We do understand that Xiayin has come across the scene, and that the shoe belonged to one of her colleagues. This death weighs heavily on Xiayan, though her response is subdued, and much of the film consists of her passive emotional conflicts. Yishu makes canny choices, often shooting Xiayin outside herself with the camera encountering her by surprise in a hallway, or placing her outside of the frame, only visible in a window’s reflection.
References to feminist labour, right to the city, and the rural/urban divide position Lush Reeds as a political film. But Yishu is most committed to the existential and phenomenal, as the film’s surreal turn in its second-half makes clear. Lush Reeds’ first half can be oppressive, but Yishu demonstrates throughout her sharp mind for images the vivid internal life of its protagonist.

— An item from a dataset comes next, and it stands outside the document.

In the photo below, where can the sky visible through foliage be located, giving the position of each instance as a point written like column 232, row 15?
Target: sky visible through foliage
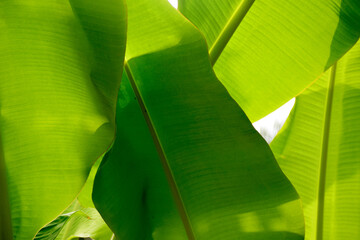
column 270, row 125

Lush Reeds is not a hopeful film with answers to the questions it poses. Its title (suggesting growth and rejuvenation) is suffused with irony. It situates Xiayin in a landscape of patriarchal revanchism, environmental destruction and global capitalism. It challenges the intellectuals who theorize freedom while they remain insensitive to the struggle around them. It is a clear-eyed portrayal of internal ambiguity, where alienation follows the urbanite to a compromised pastoral. Lush Reeds does provide a yearning desire for sense in an insensate world, and at its highest points the film captures that moral act of searching, even as it contends with a bitter realism.